So, you finally decided to take control of your future by attending college. Now it’s time to investigate how Federal Student Loans can work for you.
You’ve determined what career path to follow, researched employment opportunities in your field of interest, and discussed the challenges and rewards of your decision with your family. Here comes the big question…how will you pay for college?
Kevin Walker, CEO of Simple Tuition.com recommends students with financial need exhaust their federal options before looking to private loans. They’re not as complicated as people assume and all types of incomes qualify for the loans. Once you fill out the FAFSA (Free Application for Student Aid) at IntelliTec’s financial aid office, a representative can help take you step-by-step through an evaluation of your payment options.
9 Benefits of Federal Student Loans
1. Flexible Repayment Plans – your payments will adjust to your income. When you first start working to build your career, your payments will reflect your “newness.” As you increase your income, payments will increase. This allows for manageable monthly payments.
2. Fixed Interest Rates – federal loans generally have lower interest rates than private loans. Additionally, regardless of changing interest rates, yours will remain fixed throughout your repayment period.
3. Free Insurance – hopefully you never need to utilize this, but it’s nice to know if something happens to you (disability or worse, death), your loan is canceled.
4. No Prepayment Penalty Fee – Sometimes, private lenders will charge a fee for paying off loans early.

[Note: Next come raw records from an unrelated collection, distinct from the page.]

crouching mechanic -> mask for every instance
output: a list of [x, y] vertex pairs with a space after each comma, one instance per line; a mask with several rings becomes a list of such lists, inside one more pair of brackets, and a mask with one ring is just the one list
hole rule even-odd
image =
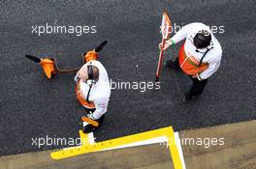
[[102, 125], [111, 96], [107, 70], [96, 58], [95, 51], [85, 54], [86, 63], [75, 76], [77, 99], [88, 112], [87, 116], [81, 117], [82, 131], [85, 133]]
[[[195, 22], [185, 25], [173, 38], [166, 41], [163, 50], [182, 40], [185, 40], [185, 42], [179, 49], [178, 57], [174, 61], [167, 61], [166, 66], [181, 69], [191, 77], [192, 87], [181, 96], [182, 102], [189, 102], [202, 94], [208, 77], [218, 70], [222, 49], [209, 27]], [[162, 47], [161, 43], [159, 47]]]

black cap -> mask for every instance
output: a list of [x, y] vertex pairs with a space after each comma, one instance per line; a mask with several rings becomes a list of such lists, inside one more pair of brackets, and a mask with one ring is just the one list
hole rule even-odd
[[194, 38], [194, 45], [197, 48], [205, 48], [209, 45], [211, 41], [211, 35], [206, 30], [199, 31]]

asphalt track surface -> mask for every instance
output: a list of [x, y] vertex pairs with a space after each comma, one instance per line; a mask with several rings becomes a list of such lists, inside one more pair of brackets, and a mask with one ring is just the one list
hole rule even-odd
[[[172, 22], [200, 21], [225, 26], [216, 34], [223, 47], [222, 64], [203, 96], [182, 104], [179, 96], [190, 79], [163, 69], [161, 88], [112, 90], [109, 111], [96, 141], [167, 126], [176, 130], [256, 118], [255, 1], [1, 1], [0, 2], [0, 155], [60, 148], [31, 146], [35, 137], [78, 137], [84, 114], [75, 99], [74, 74], [48, 80], [25, 54], [51, 55], [62, 68], [80, 66], [80, 55], [103, 40], [109, 43], [99, 60], [114, 81], [154, 81], [164, 9]], [[97, 33], [32, 34], [32, 25], [96, 25]], [[177, 54], [167, 51], [165, 60]]]

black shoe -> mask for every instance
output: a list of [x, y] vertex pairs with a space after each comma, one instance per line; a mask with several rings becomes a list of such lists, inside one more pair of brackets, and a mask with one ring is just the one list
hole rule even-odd
[[171, 69], [176, 69], [176, 70], [180, 69], [177, 59], [175, 60], [175, 61], [168, 60], [168, 61], [166, 61], [165, 65], [166, 65], [166, 67], [171, 68]]
[[191, 96], [190, 93], [185, 93], [185, 94], [182, 94], [181, 96], [181, 101], [183, 103], [188, 103], [188, 102], [191, 102], [195, 99], [196, 97], [193, 97]]

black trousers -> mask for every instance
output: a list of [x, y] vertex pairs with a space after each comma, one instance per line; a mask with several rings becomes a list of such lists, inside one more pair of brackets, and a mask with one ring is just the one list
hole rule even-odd
[[190, 96], [191, 97], [200, 96], [203, 93], [203, 91], [204, 91], [204, 89], [208, 83], [208, 79], [204, 79], [204, 80], [200, 81], [198, 78], [192, 78], [192, 76], [190, 76], [190, 78], [193, 81], [193, 84], [192, 84], [190, 91], [189, 91]]
[[[173, 61], [172, 65], [174, 65], [174, 67], [176, 68], [177, 70], [181, 70], [178, 64], [178, 58], [176, 58], [176, 60]], [[190, 97], [200, 96], [203, 93], [208, 83], [208, 79], [204, 79], [200, 81], [198, 78], [192, 78], [191, 75], [190, 75], [190, 78], [192, 79], [192, 82], [193, 82], [190, 88], [190, 91], [189, 91]]]

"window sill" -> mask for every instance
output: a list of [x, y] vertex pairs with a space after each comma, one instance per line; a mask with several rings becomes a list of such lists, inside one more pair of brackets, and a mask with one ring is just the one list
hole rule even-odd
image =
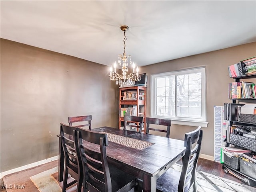
[[202, 127], [207, 127], [209, 123], [204, 121], [192, 121], [184, 120], [172, 120], [172, 124], [195, 127], [201, 126]]

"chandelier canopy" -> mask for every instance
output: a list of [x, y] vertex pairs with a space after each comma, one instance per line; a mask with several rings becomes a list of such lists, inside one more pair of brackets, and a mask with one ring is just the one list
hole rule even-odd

Why? They lose out on interest. With federal loans, you don’t have to worry about it. If you can pay off your loans quickly and avoid paying thousands extra in interest, good for you!
5. Public Service Forgiveness – unlike private loans, federal loans are eligible for public service loan forgiveness. If you find employment with a local, state or federal government agency or a tax-exempt non-profit, you may be eligible for loan forgiveness after 10 years.
6. Loan Consolidation – Federal loans can be consolidated into a Direct Consolidation Loan. This means lumping all of your existing loans into a single new loan. It can also help provide a way out of loan default.
7. Subsidized Loans – students who demonstrate financial need will often qualify for federal subsidized loans. With a subsidized loan, the government pays interest on at least a half-time basis while you’re attending school.
8. No Credit Check or Cosigner – oftentimes, private loans will require a credit check and/or cosigner. This can make it more challenging to get approved. Federal loans are available to pretty much anyone who demonstrates need.
9. Interest May Be Deductible – interest on both federal and private student loans may be tax deductible if you meet certain criteria. Talk with one of IntelliTec’s financial aid representatives for more details here.
Today’s Take-Away: Saving even just a small amount of cash now makes you feel more confident about your ability to pay for college. You’ll start to feel you have greater control over your life and your future and it will lead to an even stronger ability to deal with financial matters in your financial future.